Free agency, easily, is one of the biggest gambles in pro football. It seems that most players signed in March by the San Diego Chargers are often let go two years later in June. There are exceptions, and some free agents do set the world on fire, but that doesn't happen very often. Despite paying the price now, the Raiders went to the Super bowl with a team built mostly through free agency. Yet, teams like the Steelers are gutted every year but still contend for the Super Bowl most years.

Every NFL team has a philosophy when it comes to free agency. Some teams build on one side of the ball through free agency and then concentrate on draft to fill in the remaining gaps. Some GM's sign the hottest names they can find, while others stick to the "blue collar" players. So what exactly is the Chargers' plan towards free agency?

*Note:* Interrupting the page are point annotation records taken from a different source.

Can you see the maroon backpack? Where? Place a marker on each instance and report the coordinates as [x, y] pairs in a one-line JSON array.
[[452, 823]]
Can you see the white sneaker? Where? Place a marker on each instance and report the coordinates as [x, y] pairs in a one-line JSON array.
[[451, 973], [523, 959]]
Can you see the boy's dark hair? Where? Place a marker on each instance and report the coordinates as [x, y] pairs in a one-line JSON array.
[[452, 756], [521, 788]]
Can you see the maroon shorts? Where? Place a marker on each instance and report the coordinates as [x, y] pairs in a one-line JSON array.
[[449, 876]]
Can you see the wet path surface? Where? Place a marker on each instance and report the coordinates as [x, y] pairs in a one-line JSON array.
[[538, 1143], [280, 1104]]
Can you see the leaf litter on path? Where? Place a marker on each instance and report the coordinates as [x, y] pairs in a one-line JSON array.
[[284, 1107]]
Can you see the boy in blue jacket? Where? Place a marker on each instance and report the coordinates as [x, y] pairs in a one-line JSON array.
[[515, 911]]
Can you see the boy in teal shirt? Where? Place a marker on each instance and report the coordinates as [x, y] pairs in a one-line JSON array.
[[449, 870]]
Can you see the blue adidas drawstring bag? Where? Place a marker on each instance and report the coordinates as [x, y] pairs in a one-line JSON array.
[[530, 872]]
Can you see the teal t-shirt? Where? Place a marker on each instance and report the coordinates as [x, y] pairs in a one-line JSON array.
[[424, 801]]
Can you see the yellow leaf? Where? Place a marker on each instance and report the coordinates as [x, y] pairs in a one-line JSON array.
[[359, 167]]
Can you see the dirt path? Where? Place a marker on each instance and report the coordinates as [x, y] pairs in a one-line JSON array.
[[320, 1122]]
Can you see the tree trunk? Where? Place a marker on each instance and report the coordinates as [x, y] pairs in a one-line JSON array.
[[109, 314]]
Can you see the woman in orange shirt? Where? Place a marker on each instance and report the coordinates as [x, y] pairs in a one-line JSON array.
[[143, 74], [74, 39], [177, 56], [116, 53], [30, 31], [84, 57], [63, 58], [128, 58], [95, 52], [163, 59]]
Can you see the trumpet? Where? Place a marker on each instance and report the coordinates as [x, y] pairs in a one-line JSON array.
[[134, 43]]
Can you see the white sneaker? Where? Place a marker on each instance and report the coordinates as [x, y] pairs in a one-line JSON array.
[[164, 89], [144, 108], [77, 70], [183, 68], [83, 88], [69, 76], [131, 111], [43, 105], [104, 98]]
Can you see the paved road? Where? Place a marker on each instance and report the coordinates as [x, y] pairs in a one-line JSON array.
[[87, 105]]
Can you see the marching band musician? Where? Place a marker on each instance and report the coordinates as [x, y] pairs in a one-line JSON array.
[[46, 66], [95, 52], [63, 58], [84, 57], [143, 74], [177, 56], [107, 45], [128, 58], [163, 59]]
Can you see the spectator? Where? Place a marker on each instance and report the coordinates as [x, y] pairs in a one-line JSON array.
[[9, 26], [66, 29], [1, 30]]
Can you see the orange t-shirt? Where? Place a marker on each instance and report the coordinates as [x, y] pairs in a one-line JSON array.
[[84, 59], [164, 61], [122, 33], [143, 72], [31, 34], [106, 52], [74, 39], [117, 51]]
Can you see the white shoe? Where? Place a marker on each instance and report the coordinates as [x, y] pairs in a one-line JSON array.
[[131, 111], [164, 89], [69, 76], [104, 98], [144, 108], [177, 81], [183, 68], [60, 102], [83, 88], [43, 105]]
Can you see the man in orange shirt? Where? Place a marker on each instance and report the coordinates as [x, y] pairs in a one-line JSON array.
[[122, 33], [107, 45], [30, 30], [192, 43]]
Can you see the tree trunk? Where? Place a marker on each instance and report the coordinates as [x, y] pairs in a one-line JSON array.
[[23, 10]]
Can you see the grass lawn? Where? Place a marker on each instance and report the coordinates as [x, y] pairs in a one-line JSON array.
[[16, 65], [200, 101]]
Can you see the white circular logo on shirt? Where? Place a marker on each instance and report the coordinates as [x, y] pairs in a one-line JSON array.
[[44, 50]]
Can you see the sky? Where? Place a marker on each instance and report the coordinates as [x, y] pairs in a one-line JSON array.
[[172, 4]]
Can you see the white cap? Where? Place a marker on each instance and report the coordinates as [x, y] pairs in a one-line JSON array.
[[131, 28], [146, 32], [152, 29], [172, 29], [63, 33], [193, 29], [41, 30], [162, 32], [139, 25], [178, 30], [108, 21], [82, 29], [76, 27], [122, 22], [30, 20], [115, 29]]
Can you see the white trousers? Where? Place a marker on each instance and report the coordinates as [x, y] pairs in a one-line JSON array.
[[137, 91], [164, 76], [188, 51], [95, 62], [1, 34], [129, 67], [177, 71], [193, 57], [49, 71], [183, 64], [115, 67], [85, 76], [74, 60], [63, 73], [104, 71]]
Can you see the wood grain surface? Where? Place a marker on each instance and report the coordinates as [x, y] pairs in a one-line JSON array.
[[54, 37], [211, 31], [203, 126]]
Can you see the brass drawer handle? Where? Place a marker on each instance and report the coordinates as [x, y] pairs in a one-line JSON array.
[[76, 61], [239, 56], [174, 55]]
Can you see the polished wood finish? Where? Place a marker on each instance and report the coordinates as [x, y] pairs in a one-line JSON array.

After this latest round of free agency, Charger fans certainly have a right to know what is going on, and "we have a plan" does not suffice. It was not but three years ago, the Chargers were bringing in some of the hottest young names in football. In his first year, Butler signed hot prospects such as Marcellus Wiley, Ryan McNeil, Doug Flutie, Sam Rogers, and Wade Richey. The next year he nabbed Cory Raymer, Donnie Edwards, and Stephen Alexander.

Each one of these players addressed a position of need for the bolts. The Chargers were coming off arguably the worst time in its franchise history, the Leaf era. We need a quarterback and got one. We needed a rush end and got it as well. We needed a couple of cover corners and got them too. We had not played a game yet, but were being dubbed as the team "most likely to improve" that year. The free agents were holding the reins as the young draftees were waiting their turn. It was a glorious time for much deprived Charger fans.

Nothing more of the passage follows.